5.2 Application to SIMON

SIMON (depicted in Fig. 3) is a family of lightweight block ciphers with Feistel structure involving only bitwise operations: XOR, AND, and Rotation, which is designed by the National Security Agency of USA. The parameters of different SIMON instances involved in our experiments are summarized in Table 2.

Fig. 3.
figure 3

The round function of SIMON 

Table 2. Parameters for SIMON32 and SIMON48

We construct three models \(\mathcal {M}^{I}\), \(\mathcal {M}^{II}\), and \(\mathcal {M}^{III}\) according to the strategies presented in Sect. 4. The resolution time for these models are recorded in Table 3.

Table 3. Experimental results of SIMON

From Table 3 we can see that, for larger number of rounds, the improvement is obvious. For example, using \(\mathcal {M}^{III}\) we can prove that the probability of the optimal characteristic of 15-round SIMON48 is \(2^{-46}\) in 2444.28 s, while for \(\mathcal {M}^I\), the resolution time is 31979.80 s.

5.3 Application to SPECK

The SPECK is a family of ARX Feistel block ciphers (depicted in Fig. 4) designed by the National Security Agency of USA. The parameters of different SPECK instances involved in our experiments are summarized in Table 4.

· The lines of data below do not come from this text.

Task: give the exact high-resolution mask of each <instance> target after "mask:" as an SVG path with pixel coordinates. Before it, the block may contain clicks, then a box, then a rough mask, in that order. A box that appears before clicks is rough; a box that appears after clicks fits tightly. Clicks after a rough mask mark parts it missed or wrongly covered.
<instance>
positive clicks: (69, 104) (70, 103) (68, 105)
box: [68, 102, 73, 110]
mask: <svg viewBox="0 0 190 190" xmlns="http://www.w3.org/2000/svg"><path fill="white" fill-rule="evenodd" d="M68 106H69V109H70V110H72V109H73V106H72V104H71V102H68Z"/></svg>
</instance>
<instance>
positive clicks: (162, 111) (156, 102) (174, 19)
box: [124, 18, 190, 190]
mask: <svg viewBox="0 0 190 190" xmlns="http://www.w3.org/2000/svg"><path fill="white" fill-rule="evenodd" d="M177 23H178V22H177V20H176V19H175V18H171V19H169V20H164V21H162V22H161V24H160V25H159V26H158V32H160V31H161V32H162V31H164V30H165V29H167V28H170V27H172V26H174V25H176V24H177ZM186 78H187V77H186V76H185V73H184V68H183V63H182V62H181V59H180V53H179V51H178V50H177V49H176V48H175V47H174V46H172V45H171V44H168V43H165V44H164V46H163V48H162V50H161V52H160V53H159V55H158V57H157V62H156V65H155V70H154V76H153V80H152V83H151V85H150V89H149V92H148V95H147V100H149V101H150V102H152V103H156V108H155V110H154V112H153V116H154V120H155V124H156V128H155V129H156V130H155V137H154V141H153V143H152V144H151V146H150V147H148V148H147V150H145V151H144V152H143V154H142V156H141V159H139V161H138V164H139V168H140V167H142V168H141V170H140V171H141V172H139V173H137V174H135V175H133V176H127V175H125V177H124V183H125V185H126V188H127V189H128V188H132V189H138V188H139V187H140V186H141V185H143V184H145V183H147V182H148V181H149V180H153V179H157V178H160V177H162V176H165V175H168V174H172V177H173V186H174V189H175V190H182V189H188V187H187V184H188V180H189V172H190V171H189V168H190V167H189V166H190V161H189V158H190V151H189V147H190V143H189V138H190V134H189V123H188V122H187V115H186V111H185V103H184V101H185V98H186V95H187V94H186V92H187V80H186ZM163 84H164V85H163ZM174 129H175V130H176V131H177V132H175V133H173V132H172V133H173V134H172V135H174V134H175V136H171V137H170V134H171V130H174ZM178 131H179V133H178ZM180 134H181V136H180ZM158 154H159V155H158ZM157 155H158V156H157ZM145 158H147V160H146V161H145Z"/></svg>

We construct three models \(\mathcal {M}^{I}\), \(\mathcal {M}^{II}\), and \(\mathcal {M}^{III}\) according to the strategies presented in Sect. 4. The resolution time for these models are recorded in Table 5. However, the results show that the new modeling strategies are inferior to the original method. This may somehow implies that adding Matsui’s bounding conditions for MILP models of ARX ciphers is not a good choice.

Fig. 4.
figure 4

The round function of SPECK

Table 4. Parameters for SPECK32 and SPECK48
Table 5. Experimental results of SPECK

6 Conclusion

Borrowing the ideas from Matsui’s algorithm, we tweak the MILP models for differential cryptanalysis by altering the objective functions and introducing in special constraints derived from Matsui’s bounding condition. We apply this new modeling strategy to PRESENT, SPECK, and SIMON, which demonstrates that the fusion of Matsui’s bounding condition and the MILP approach leads to faster resolution in some cases. Therefore, the new modeling approach is expected to reduce the time cost of differential and linear analysis. In particular, during the design process of symmetric-key schemes, a larger design space may be explored within limited time. Our work shows that it is beneficial to include Matsui’s bounding condition in the MILP models for differential analysis. More generally, it is interesting to see how to integrate other search heuristics [16, 17] from the literature of symmetric-key cryptanalysis into the MILP models.